What's yours is theirs, too

The government, in a familiar Machiavellian fashion, snuck out this week a new plan to seize more and more Council Tax from those who simply can’t, or won’t, pay.  After years of locking up pensioners and other protestors, they stared defeat in the face after Derby City Council decided to write-off Josephine Rooney’s unpaid Council Tax bill.  As she declared the Council weren’t getting a penny more, the Council marked the money unrecoverable and, as a result, wrote off the debt.  Setting such a precedent, which could see other taxpayers withholding Council Tax increases, the Government have unveiled new plans to invade personal bank accounts to get the money come-what-may.

In a speech to the Local Government Association conference, local government minister John Healey announced plans to have the government invade personal bank accounts to get any money withheld through protest. 

Healey said that it’s a matter of forcing those “who can pay, but won’t” to pay up.  But this is a complete misnomer.  Many Council Tax rebels I have spoken to, and campaigned with, do pay.  They just refuse to pay the often extortionate increases, when we all know the money isn’t exactly going to the frontline.

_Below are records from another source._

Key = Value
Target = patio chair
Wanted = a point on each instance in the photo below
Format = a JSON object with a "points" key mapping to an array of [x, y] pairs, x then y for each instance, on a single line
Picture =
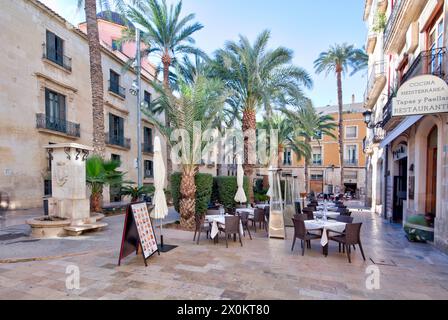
{"points": [[350, 237], [213, 212], [245, 222], [232, 227], [259, 217], [301, 233], [201, 226]]}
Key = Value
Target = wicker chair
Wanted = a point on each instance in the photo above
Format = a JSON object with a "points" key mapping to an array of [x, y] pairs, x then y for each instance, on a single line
{"points": [[260, 218], [232, 227], [244, 215], [301, 233], [201, 226], [350, 237]]}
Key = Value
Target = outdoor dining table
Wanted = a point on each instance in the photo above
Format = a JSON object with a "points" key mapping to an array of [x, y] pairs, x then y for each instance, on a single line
{"points": [[325, 226], [215, 220], [329, 214]]}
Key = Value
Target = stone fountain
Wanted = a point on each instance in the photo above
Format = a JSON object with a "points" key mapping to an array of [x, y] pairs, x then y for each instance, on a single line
{"points": [[69, 206]]}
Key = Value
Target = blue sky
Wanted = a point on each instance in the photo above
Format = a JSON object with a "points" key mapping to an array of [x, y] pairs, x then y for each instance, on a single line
{"points": [[307, 27]]}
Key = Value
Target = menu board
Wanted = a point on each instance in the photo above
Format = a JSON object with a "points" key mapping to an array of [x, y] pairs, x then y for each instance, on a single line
{"points": [[138, 232], [145, 229]]}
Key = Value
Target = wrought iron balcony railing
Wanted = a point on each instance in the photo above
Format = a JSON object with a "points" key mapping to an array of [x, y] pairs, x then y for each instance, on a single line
{"points": [[117, 89], [147, 147], [393, 18], [60, 125], [54, 56], [118, 141]]}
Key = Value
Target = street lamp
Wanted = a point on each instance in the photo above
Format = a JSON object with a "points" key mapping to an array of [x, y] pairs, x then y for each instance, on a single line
{"points": [[135, 90]]}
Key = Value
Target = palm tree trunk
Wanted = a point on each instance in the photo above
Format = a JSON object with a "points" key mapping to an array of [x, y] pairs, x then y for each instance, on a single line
{"points": [[249, 122], [341, 127], [96, 79], [166, 60], [187, 203]]}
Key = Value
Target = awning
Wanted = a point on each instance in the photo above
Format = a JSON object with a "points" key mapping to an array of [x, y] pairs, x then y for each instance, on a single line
{"points": [[402, 127]]}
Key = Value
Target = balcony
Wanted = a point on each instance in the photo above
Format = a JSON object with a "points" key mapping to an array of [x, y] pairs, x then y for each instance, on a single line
{"points": [[58, 125], [351, 162], [375, 84], [118, 141], [117, 89], [427, 62], [404, 12], [54, 56], [147, 147]]}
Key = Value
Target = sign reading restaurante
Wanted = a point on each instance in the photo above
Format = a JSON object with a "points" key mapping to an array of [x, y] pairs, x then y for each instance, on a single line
{"points": [[424, 94]]}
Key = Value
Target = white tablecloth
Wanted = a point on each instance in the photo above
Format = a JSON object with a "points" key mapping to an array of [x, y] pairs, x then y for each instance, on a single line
{"points": [[330, 214], [214, 220], [325, 226]]}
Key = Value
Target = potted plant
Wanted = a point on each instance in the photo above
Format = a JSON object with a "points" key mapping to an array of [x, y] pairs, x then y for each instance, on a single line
{"points": [[99, 173]]}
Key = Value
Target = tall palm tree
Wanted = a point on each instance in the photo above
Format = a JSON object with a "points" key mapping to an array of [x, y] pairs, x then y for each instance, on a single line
{"points": [[196, 102], [96, 70], [338, 59], [253, 72], [167, 35], [308, 125]]}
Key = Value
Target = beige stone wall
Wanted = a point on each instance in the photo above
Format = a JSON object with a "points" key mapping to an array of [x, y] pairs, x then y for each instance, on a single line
{"points": [[24, 77]]}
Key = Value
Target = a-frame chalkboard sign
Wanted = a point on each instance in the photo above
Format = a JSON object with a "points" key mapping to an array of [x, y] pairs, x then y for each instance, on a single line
{"points": [[138, 232]]}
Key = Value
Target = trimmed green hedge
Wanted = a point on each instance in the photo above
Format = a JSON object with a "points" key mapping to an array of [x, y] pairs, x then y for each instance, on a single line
{"points": [[226, 188], [204, 185]]}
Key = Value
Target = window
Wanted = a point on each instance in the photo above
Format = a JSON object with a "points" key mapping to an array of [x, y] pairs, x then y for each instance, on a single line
{"points": [[351, 154], [148, 169], [287, 157], [55, 48], [116, 45], [116, 130], [351, 132], [147, 139], [115, 157], [114, 84], [147, 99], [317, 156]]}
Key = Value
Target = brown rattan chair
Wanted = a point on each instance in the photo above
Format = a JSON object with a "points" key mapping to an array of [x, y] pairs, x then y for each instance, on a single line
{"points": [[244, 215], [259, 218], [201, 226], [301, 233], [232, 227], [350, 237]]}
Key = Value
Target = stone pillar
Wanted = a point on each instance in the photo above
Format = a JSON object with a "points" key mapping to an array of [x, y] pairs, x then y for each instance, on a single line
{"points": [[68, 174]]}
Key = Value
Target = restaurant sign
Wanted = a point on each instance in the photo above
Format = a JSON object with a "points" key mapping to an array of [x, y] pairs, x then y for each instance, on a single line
{"points": [[426, 94]]}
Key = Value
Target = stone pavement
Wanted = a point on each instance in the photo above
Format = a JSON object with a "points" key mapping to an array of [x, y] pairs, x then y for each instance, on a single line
{"points": [[261, 269]]}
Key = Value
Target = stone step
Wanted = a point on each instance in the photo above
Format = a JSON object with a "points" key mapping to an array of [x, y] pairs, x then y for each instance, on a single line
{"points": [[79, 229]]}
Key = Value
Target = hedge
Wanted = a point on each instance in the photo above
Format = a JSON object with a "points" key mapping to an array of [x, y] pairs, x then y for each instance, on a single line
{"points": [[226, 188], [204, 184]]}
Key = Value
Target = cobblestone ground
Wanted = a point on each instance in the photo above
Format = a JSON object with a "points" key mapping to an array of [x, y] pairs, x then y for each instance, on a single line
{"points": [[261, 269]]}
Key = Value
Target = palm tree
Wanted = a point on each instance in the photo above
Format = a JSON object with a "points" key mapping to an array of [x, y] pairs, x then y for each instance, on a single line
{"points": [[308, 125], [197, 102], [167, 35], [255, 75], [338, 59], [96, 70]]}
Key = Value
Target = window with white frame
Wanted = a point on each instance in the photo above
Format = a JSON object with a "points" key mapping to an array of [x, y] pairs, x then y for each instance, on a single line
{"points": [[351, 132]]}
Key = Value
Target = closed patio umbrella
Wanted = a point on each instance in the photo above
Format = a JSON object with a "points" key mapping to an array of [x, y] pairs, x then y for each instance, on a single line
{"points": [[240, 196], [160, 210]]}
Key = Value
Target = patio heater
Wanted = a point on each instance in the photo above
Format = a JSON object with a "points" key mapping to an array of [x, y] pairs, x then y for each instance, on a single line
{"points": [[289, 209], [276, 220]]}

We have frontline staff pegged at 2% pay increases, yet Councils splash out on whopping pay increases for Chief Executives and other pen pushers sat in Town Halls.  Add onto that the all too frequent pay increases for councillors, the non-jobs and waste and you can see why some taxpayers refuse to pay the increases.

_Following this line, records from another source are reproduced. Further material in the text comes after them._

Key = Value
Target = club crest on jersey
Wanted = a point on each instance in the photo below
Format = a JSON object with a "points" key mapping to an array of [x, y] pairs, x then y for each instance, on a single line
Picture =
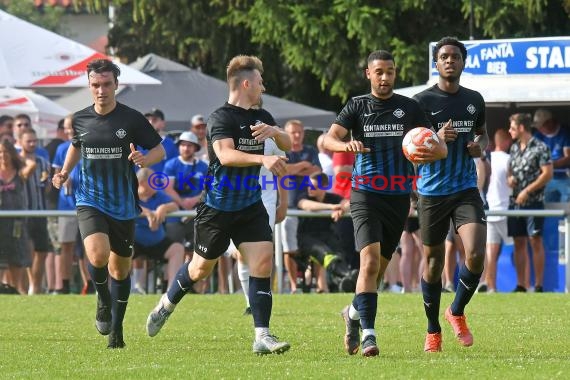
{"points": [[398, 113]]}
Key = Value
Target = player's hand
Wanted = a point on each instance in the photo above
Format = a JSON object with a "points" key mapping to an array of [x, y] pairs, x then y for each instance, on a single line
{"points": [[263, 131], [511, 181], [447, 133], [137, 157], [522, 198], [59, 178], [355, 146], [474, 149], [277, 165]]}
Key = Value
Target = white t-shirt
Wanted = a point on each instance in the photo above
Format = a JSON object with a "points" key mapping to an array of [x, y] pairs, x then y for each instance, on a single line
{"points": [[268, 189], [499, 191]]}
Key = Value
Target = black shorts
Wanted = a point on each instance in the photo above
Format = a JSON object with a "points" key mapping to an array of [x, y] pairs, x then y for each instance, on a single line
{"points": [[524, 226], [412, 224], [39, 235], [463, 207], [214, 228], [378, 218], [153, 252], [181, 232], [121, 233]]}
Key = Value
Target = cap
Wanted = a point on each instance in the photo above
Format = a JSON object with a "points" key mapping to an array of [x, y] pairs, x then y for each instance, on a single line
{"points": [[198, 120], [189, 137], [541, 116], [156, 113]]}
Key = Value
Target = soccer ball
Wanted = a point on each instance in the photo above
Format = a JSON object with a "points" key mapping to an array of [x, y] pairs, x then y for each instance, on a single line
{"points": [[417, 137]]}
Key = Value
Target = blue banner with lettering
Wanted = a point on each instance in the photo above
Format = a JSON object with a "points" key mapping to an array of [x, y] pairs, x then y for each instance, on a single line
{"points": [[549, 55]]}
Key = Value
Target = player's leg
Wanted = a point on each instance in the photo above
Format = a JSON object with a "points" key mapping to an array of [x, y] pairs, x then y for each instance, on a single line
{"points": [[434, 228], [253, 237], [470, 221]]}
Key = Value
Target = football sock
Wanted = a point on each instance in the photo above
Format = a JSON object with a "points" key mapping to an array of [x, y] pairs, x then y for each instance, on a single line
{"points": [[99, 278], [261, 300], [466, 287], [366, 305], [243, 274], [432, 298], [353, 313], [181, 284], [120, 291]]}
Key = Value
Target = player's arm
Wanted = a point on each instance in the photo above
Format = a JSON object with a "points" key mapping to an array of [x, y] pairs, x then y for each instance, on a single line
{"points": [[479, 144], [229, 156], [263, 131], [334, 141], [71, 159], [153, 156], [310, 205], [281, 211]]}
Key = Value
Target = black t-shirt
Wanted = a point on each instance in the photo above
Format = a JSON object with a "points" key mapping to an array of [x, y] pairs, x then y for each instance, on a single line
{"points": [[234, 188], [107, 178], [381, 124]]}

Rather than bleeding more money out of taxpayers, the solution – that everyone can see apart from the governing political class – is to find ways to cut taxes at the local level.  We released a series of reports stating how Councils can cut taxes.  Did they recommend a cut in services – no.  In fact it’s been the TaxPayers’ Alliance who has defended weekly bin collections as the political classes fought to restrict yet another frontline service. 

Should the government attempt to implement such an invasive measure to plunder the bank accounts of Council Tax protestors, it will no doubt be met with the fiercest of opposition from this end, because it simply isn’t the solution.   

We’ve seen government invade our privacy, misusing anti-terrorist legislation to spy on individuals going about their daily business.  Now we face seeing the government using its powers to invade bank accounts and appropriating as it sees fit.  Everyone in the real world has to make careful decisions over their spending as the economy enters tough times.  Government should do the same and not treat the British taxpayer as their private pot of cash.